Achamos nós que talvez se deva, mesmo, relativizar esse posicionamento de Nyusi, segundo o qual o facto de Dhlakama estar em ‘parte incerta’, esteja a dificultar tudo. Terá, alguma vez, o Governo endereçado uma correspondência ao gabinete de Dhlakama, não tendo, a mesma, sido respondida? Até onde estamos informados, não. Por outro lado, sabemos, de fontes da Renamo e do próprio partido no poder, que Jacob Zuma, presidente da África do Sul, já se manifestou, designadamente em Novembro do ano passado, disponível a mediar, mas que a solicitação, à luz do Direito Internacional, deve ser feita pelo Estado moçambicano e não por um partido político, neste caso a Renamo. O que Nyusi tem a dizer quanto a este aspecto? Sabe-se que a carta-resposta de Zuma chegou ao gabinete de Dhlakama por via da Embaixada de Moçambique em Pretória!
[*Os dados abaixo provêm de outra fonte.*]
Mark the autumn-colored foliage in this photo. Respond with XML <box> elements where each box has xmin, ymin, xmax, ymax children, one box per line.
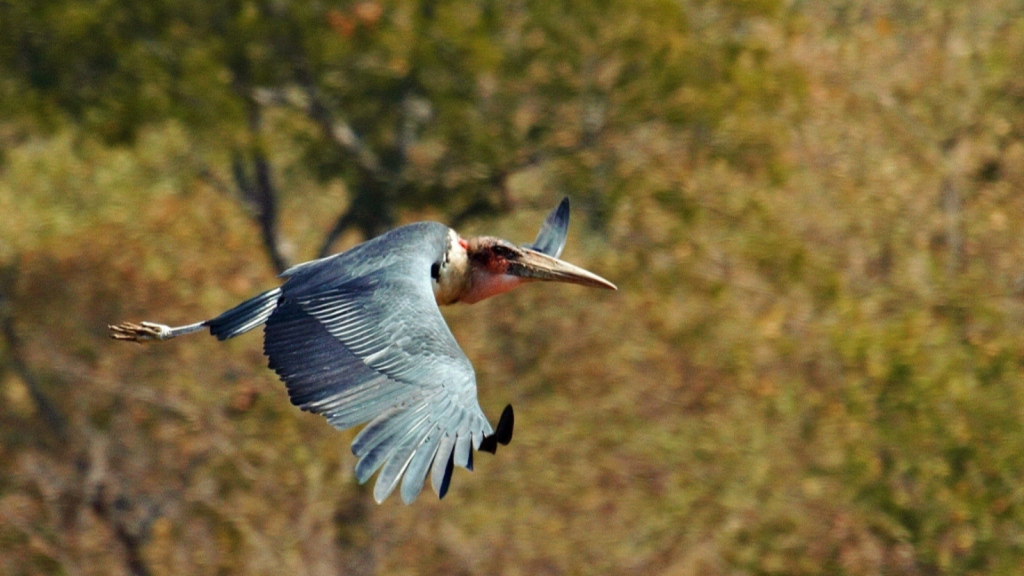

A falta de confiança entre as partes, que existe desde os primórdios da nossa democracia, há-de estar, por estes dias, naturalmente mais agudizada, sobretudo depois dos dois ataques à comitiva de Dhlakama, do assalto oficial à residência deste e do atentado contra a vida de Bissopo, este último há duas semanas. Mas o PR não deve desfalecer, não deve nos transmitir cansaço, não deve se limitar a lamentações. Diferentemente de Guebuza, antecessor de Nyusi, que dizia que Dhlakama não tem palavra, o PR parece estar a esbarrar-se com algo mais grave ainda.
Se a mediação interna já não se mostrar efectiva, julgamos nós que, pela paz, amigos e irmãos de fora nos podem apoiar. Ou se crê mesmo que pela via militar é possível resolver-se o diferendo? Bem, nós nos inclinamos, de forma inequívoca, aos que apregoam o diálogo como o princípio e o fim. Aliás, a história dos conflitos assim ensina!